Она долго не отпускает меня. Все сжимает и сжимает, и я не могу дышать. Но я задыхаюсь не от крепкой хватки седой женщины, а от того, что жжет меня изнутри. От дикой всеобъемлющей боли.

– Будь сильным, прошу тебя, – Доротея отстраняется и пристально смотрит мне в глаза, – будь крепок, как сталь, но пусть твое сердце навсегда остается сердцем.

«У меня нет его», – шепчу про себя, но, кажется, Дороти слышит мои мысли.

– Ты пережил настоящую боль, но ты самый добрый одинокий мальчик из всех, что я когда-либо знала, Ник. Я работала в приюте медсестрой, когда ты только попал к нам. Ты меня не помнишь, но я помню тебя очень хорошо, и ты сильно изменился внешне. Ты стал мужчиной. Но внутри тебя остался стержень, который был с самого первого дня, когда ты остался один – это стимул к борьбе. Ты мятежник, борец против всего в этом мире, но ты любишь его так же, как любишь драться. Ты хороший мальчик, Ник. Хороший мальчик.

Она снова меня обнимает, потом снова отстраняется и достает большую сумку из-за дивана и протягивает мне.

– Что это?

– Теплые вещи. Я немного похлопотала о них.

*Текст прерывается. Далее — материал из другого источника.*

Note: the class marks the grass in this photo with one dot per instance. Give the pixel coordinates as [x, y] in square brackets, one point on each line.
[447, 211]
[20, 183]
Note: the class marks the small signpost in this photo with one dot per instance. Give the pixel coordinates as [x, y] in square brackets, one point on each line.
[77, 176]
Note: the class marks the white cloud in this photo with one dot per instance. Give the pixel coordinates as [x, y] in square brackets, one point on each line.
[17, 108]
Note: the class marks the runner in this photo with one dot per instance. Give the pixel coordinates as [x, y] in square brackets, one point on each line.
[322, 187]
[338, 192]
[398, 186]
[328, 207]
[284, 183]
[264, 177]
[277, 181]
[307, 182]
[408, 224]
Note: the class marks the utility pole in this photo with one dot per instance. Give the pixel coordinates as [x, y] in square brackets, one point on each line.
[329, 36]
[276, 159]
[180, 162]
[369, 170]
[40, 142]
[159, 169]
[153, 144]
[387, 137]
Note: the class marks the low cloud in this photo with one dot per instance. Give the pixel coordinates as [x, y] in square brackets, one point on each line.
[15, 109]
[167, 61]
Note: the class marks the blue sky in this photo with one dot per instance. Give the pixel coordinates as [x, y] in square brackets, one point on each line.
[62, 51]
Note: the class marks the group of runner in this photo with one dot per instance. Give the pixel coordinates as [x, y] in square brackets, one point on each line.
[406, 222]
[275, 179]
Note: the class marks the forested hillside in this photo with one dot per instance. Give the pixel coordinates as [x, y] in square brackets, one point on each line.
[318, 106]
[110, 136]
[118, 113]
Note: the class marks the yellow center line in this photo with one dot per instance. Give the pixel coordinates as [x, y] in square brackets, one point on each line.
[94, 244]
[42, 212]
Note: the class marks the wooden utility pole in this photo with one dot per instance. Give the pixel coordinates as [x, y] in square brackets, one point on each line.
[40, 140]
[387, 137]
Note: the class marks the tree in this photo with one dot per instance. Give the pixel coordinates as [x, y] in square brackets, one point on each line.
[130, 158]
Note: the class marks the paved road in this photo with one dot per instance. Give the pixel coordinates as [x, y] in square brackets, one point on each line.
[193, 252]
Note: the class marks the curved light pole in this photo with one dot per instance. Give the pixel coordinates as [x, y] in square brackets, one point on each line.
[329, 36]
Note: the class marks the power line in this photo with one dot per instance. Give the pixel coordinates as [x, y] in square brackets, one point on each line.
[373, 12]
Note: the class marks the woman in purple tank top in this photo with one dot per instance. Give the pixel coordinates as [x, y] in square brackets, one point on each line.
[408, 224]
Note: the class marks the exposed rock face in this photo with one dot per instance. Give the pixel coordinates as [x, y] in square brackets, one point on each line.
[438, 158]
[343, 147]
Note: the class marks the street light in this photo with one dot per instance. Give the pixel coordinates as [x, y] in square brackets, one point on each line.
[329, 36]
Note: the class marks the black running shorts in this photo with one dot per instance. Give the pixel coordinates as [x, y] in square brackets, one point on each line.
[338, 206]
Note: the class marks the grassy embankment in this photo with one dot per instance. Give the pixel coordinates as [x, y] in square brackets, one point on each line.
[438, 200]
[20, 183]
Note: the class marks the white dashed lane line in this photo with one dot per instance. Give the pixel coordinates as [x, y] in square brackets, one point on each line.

«Я не чувствую холода», – хочу сказать, но вместо этого выпаливаю:

– Спасибо, Дороти. Спасибо, что поверили в меня и заставили жить.

– Пожалуйста. Однажды ты станешь дряхлым стариком и поймешь, что все это было не зря.

Но она ошибается.

***

Мы все ошибаемся, и наши промахи стоят чьей-то жизни. Эффект бабочки, которая, махнув крылышками на одном конце света, может породить ураган на другом. Все наши действия, слова и мысли накапливаются в атмосфере и однажды их концентрация переваливает за критическую отметку. Мы взрываемся. Мы слетаем с катушек и теряем контроль над собственной жизнью.

Мое отделение от сознания вируса происходит окончательно, и я действительно не понимаю, как это работает. Я еду в машине, закрываю глаза, а когда вновь открываю, мои губы замирают на полуслове. Я подношу пальцы к ним, чувствую на задворках подсознания, что только что говорил что-то, но не помню, что именно.

Адам, сидя за рулем, недоверчиво косится в мою сторону.